In July 2012, the Food and Drug Administration (FDA) approved what I like to call “homosexual birth control.” That’s the use of Truvada as a daily HIV preventative. Commonly known as PrEP (pre-exposure prophylaxis), HIV-negative people take HIV treatment drugs (antiretrovirals – ARVs) daily to reduce their risk of becoming HIV-infected.
After my doctor declined to put me on the medication, I decided to enroll in a study currently underway at Harlem Prevent Center. Researchers want to know if taking the drug less frequently than it’s currently prescribed will also be effective. The study is “designed to identify PrEP pill-taking schedules that participants are more likely to follow and determine if these schedules influence healthier sexual practices.”
Randomly divided participants find themselves assigned to one of three-groups: Truvada once a day, Truvada twice per week and another Truvada pill after sex, or Truvada only before and after sex. Yours truly belongs to the first group.

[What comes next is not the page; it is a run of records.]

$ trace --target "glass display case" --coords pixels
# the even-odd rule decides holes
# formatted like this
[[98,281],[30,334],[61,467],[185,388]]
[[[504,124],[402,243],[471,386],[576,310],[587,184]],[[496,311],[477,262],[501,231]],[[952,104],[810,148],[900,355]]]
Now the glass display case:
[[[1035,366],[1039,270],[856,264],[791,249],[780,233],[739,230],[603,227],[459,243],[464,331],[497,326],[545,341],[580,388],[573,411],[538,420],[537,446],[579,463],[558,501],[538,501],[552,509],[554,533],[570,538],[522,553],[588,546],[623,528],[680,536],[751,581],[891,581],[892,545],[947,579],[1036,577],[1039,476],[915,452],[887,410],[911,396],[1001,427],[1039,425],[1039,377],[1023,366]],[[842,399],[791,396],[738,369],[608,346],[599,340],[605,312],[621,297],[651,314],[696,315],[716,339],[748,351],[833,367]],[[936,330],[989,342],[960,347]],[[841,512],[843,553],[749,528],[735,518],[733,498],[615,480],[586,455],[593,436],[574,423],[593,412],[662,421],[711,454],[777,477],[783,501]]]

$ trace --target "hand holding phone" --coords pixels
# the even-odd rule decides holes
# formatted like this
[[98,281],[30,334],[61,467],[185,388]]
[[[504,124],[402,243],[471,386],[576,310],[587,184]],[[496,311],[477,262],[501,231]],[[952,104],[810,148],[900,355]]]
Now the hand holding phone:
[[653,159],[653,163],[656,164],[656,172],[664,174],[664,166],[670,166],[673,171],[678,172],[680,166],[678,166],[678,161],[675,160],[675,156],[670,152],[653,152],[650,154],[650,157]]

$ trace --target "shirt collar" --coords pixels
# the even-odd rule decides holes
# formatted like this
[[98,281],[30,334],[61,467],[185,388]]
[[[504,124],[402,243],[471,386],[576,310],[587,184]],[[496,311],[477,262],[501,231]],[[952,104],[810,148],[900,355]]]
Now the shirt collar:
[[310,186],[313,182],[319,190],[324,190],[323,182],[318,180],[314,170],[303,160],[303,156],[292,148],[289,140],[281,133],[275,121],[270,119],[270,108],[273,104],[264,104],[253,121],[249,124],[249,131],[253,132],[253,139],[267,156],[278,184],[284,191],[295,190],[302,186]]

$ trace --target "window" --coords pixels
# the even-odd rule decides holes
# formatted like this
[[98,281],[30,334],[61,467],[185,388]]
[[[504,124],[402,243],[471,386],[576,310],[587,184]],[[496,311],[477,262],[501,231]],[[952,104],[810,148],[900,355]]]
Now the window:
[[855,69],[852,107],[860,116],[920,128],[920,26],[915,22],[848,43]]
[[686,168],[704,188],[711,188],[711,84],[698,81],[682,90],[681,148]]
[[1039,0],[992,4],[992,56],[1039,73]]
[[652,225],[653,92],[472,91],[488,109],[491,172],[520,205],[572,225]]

Among my concerns in the homosexual community is this perception that “the pill” is a license to have unprotected sex. In fact, that’s the reason my doctor refused to write me a script in the first place. He suggested my sexual habits (although frequent in nature) do not place me in a “high-risk” category, and he did not wish to do anything to “deter my socially-responsible behavior.”
When I pressed him on the issue, he openly admitted he put a few dozen patients on the regimen. They have unprotected “bareback” sex and although they’re not testing positive for HIV, they come back in the door any number of STDs. We all know, chlamydia doesn’t always hang out alone. That girl likes to throw slumber parties with some of her closest friends, which sort of gives a whole new meaning to, “Nighty-night. Sleep tight. Don’t let the bed bugs bite.” Don’t you agree?!
Again, I digress.
The Big Apple is home to some of the best fruit in the barrel. But in any bushel, you’re likely to find a worm in at least one apple and all it takes is a bad one to spoil the bunch. That’s why I caution anyone who subscribes to the notion that an apple a day (or in this case a pill) will keep the doctor away.